SHANGHAI/BEIJING—A global stock rout earlier this week reminded investors about the power of the U.S. President’s Twitter account, but in China, where selling was heaviest, a ban on media coverage of his comments has raised questions about Beijing’s push to internationalize its capital markets.
Institutional investors were able to read the latest developments through globally connected trading terminals when markets opened on Monday. However many retail investors, who make up roughly 80 percent of China’s stock market turnover, did not know what was behind the local equities plunge until much later in the day.
“Clearly, the kind of censorship that we saw could only slow down information transmission,” said Paul Luk, assistant professor at the department of economics at Hong Kong Baptist University.
“This means that those who receive the information more readily, which include institutional investors, international financial institutions and well-connected sophisticated investors, can adjust their positions before retail investors,” he said, estimating individual investors took the bulk of losses in Monday’s selloff.
Media outlets at the time were told by Beijing not to independently report on Trump’s Sunday tweets. Related content was also censored on social media, and strategists were advised not to mention Trump in their analysis.
Even if retail investors receive any information through authorized media in China, it’s often limited or dated.
Industry participants say such curbs run counter to regulators’ desire to protect small investors against the advantages of larger players and threatens to dent China’s attempts to foster a fair and transparent capital market attractive to foreign investors.
In April, the American Chamber of Commerce in Shanghai urged Beijing to ease internet restrictions in Shanghai’s free trade zone to give its citizens access to Google and other sources of information, saying the restrictions “severely handicap” the city’s ambition to become a global financial center.
On Monday, retail investor Xie Wan in Beijing suffered losses when China’s stock market had its biggest one-day drop in three years.
“Many of my stock-investing friends had to bite the bullet. It was too late to pull out when they finally figured out what happened,” said Xie, who works at a state-owned company.
Even some institutional investors were caught off-guard.
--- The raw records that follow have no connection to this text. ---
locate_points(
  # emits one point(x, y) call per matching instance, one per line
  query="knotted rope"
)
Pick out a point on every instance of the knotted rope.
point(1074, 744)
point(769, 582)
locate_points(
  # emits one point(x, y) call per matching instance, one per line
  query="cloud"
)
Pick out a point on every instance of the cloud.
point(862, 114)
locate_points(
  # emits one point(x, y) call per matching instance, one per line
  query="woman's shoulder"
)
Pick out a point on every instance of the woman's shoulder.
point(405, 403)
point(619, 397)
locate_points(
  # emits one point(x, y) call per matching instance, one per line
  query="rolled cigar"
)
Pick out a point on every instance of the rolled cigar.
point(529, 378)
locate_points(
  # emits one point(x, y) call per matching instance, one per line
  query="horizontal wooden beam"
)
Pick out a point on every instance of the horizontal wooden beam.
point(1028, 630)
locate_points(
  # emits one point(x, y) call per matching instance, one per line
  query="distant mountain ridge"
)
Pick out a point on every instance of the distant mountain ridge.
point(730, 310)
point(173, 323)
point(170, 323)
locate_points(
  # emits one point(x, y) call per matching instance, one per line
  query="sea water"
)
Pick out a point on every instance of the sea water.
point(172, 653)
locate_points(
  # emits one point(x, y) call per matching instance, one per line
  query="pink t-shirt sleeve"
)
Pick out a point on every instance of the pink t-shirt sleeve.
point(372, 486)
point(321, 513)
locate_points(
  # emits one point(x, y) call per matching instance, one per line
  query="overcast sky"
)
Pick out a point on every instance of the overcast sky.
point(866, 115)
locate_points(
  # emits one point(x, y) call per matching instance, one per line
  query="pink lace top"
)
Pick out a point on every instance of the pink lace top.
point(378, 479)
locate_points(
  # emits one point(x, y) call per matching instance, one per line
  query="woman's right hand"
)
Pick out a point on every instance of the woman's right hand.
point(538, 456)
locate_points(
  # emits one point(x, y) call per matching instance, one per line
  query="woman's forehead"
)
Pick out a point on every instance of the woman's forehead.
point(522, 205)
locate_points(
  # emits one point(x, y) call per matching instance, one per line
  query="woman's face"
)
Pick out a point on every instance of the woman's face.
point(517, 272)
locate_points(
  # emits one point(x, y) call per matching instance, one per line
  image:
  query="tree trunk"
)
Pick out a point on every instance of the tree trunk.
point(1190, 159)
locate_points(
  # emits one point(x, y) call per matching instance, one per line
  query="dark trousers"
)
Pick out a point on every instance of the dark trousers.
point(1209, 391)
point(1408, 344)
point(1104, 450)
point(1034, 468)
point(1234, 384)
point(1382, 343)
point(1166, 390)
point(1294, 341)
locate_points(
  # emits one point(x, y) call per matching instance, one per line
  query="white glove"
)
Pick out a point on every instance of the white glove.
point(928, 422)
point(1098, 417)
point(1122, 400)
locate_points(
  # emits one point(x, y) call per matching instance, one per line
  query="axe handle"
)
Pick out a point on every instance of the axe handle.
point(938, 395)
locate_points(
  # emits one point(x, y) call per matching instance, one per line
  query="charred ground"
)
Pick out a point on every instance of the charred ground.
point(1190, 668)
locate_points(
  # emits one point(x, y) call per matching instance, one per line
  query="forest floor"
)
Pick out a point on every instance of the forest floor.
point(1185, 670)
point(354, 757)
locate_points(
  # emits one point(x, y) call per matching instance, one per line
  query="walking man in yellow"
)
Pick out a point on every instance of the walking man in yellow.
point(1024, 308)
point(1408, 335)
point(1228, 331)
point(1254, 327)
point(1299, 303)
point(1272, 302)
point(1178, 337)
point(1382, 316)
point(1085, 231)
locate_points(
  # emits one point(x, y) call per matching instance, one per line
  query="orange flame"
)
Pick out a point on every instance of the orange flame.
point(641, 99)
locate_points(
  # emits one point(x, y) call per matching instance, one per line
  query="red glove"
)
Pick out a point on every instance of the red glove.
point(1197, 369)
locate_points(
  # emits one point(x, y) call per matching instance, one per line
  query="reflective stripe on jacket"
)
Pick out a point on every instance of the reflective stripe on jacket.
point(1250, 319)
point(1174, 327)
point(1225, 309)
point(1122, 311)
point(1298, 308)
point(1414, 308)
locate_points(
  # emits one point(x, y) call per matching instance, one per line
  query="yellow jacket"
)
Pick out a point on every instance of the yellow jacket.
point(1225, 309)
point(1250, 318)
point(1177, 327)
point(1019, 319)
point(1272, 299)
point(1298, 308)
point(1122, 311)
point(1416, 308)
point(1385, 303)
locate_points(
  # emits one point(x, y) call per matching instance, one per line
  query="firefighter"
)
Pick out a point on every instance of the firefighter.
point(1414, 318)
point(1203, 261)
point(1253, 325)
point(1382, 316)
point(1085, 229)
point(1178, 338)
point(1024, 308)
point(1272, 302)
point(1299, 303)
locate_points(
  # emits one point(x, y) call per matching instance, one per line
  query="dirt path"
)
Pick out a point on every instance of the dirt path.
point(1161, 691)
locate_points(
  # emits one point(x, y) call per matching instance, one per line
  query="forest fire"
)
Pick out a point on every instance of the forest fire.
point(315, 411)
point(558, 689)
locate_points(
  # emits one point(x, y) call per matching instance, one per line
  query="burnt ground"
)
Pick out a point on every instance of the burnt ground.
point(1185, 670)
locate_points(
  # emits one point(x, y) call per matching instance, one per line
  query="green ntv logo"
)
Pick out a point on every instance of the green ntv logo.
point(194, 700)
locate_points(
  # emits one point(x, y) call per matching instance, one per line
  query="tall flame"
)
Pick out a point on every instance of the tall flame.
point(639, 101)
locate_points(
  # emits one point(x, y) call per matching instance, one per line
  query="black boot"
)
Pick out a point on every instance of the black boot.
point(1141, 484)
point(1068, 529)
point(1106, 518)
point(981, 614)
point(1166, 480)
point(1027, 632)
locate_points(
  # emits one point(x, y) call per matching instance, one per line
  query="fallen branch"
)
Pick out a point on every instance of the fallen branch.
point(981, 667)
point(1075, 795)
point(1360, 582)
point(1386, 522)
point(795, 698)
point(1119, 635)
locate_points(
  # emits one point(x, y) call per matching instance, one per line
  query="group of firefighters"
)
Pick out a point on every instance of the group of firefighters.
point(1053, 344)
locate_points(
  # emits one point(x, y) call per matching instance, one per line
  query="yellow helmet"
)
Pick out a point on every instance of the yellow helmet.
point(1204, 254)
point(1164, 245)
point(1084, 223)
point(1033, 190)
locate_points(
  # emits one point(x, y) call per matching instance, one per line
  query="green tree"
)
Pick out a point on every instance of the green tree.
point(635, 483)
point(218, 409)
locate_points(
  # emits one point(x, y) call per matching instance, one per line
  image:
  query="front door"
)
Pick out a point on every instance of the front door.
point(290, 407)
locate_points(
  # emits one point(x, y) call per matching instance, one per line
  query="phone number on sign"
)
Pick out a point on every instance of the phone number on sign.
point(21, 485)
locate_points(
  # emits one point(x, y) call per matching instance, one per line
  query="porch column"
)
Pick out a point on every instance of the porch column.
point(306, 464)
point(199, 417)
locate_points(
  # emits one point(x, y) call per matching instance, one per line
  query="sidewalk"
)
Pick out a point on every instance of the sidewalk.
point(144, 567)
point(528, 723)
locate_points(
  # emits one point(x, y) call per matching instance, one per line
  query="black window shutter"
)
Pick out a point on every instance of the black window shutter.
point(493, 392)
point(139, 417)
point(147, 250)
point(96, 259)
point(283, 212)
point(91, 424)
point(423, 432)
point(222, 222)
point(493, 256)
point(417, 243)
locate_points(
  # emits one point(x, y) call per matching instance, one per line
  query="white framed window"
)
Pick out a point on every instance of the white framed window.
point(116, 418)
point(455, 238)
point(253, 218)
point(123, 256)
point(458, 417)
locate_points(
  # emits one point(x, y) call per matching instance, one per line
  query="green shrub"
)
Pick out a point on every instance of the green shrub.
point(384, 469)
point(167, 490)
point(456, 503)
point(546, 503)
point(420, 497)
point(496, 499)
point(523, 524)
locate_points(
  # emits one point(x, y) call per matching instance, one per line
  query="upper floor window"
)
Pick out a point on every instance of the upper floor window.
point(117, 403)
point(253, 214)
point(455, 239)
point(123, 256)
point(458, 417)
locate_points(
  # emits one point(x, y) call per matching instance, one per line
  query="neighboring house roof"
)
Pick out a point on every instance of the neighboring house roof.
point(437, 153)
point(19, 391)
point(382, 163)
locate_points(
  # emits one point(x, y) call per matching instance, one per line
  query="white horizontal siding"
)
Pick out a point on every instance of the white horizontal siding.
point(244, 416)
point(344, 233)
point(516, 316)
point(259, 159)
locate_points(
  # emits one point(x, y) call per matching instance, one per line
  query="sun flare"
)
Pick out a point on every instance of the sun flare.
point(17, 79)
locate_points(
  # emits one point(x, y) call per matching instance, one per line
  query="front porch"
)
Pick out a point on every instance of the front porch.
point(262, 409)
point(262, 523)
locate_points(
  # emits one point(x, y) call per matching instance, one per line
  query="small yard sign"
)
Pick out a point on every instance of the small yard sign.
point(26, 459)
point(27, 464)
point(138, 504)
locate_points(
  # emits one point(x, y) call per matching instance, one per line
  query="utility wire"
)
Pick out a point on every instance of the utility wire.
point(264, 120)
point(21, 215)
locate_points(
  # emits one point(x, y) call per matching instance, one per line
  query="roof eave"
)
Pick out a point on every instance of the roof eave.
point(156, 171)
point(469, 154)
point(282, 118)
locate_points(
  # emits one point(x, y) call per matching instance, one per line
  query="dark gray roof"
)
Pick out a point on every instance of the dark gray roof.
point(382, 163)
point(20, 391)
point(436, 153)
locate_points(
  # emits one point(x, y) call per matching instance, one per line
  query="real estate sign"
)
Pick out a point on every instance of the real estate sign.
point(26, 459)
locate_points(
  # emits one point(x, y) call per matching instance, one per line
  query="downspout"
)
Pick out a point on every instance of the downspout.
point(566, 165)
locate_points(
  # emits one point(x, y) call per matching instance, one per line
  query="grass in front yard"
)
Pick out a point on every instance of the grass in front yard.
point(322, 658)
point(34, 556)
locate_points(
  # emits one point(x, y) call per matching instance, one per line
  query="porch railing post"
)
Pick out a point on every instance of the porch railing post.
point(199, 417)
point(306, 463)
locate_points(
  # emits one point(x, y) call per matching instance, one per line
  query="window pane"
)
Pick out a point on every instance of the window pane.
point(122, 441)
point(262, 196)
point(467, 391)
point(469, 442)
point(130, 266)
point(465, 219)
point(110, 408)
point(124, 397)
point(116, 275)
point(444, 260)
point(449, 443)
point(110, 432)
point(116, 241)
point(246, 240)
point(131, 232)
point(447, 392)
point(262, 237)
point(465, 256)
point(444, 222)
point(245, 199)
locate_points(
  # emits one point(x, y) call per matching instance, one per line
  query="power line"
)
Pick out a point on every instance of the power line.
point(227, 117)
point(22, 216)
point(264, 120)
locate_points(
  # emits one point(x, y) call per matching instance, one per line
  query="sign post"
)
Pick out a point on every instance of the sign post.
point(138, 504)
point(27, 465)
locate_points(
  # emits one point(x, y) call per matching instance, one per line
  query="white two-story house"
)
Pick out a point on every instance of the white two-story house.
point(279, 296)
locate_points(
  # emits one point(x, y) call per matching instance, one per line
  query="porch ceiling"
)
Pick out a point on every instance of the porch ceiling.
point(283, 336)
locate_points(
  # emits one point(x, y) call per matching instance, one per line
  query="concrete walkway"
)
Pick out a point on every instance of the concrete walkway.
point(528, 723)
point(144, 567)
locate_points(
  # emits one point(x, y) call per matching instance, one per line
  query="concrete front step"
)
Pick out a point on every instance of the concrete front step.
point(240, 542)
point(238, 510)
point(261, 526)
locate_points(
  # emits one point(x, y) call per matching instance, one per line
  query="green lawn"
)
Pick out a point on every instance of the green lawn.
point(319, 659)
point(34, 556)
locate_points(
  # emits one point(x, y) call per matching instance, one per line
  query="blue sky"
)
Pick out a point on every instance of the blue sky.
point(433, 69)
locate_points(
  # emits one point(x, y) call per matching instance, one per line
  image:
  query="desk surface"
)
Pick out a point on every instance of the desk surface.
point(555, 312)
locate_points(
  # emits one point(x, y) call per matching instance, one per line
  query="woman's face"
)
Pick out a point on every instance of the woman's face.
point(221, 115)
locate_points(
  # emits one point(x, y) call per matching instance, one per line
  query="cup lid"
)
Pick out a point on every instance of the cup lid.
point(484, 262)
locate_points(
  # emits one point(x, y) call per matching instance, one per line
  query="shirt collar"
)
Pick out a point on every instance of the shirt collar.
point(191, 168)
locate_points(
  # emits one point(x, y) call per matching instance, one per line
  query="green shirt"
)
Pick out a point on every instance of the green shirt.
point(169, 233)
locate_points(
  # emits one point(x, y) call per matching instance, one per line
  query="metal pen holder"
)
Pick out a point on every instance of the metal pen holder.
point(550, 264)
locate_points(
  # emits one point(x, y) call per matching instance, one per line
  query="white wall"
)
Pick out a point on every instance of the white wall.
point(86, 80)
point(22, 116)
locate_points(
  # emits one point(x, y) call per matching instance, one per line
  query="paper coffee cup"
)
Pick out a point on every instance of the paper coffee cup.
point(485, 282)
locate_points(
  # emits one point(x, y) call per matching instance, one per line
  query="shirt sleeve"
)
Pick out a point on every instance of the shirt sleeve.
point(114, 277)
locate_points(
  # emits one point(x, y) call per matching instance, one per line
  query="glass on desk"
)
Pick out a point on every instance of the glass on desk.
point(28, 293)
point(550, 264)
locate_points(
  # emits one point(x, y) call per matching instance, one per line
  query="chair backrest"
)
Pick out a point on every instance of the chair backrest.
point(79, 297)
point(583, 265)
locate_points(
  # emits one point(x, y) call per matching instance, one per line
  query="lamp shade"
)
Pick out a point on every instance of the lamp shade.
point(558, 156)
Yang Tingwu, a fund manger in the southern province of Fujian, initially thought the selloff was just a “technical correction.” He learned about the Trump tweet around 2 p.m. that day from his more informed subordinates.
Attempts by some analysts to fill the information vacuum also failed due to censorship.
Yang Hai, strategist at Kaiyuan Securities, said his efforts on Monday to publish his daily market analysis—including mentions of Trump’s tweets—via WeChat repeatedly failed. The app is operated by Tencent.
Eventually, frenetic “guerrilla-style” reposting of screenshots of Trump’s tweets on social media helped the news break through China’s “Great Firewall” on Monday. But even then, China’s major securities newspapers remained silent about the tweets in their market analysis on Tuesday.
Instead, state-controlled papers like the China Securities Journal and the Shanghai Securities News attributed Monday’s rout to foreign money outflows, valuation froth and “mysterious mood swings.”
“Stock markets are objective things, they can’t stop reporting that. So, in China, you can see the effect but not the cause, and you wonder if that’s not more destabilizing,” said Graeme Smith, fellow at the Department of Pacific Affairs at the Australian National University.
“It comes down to the crudity of the propaganda playbook, where if they have a hammer, they use the hammer.”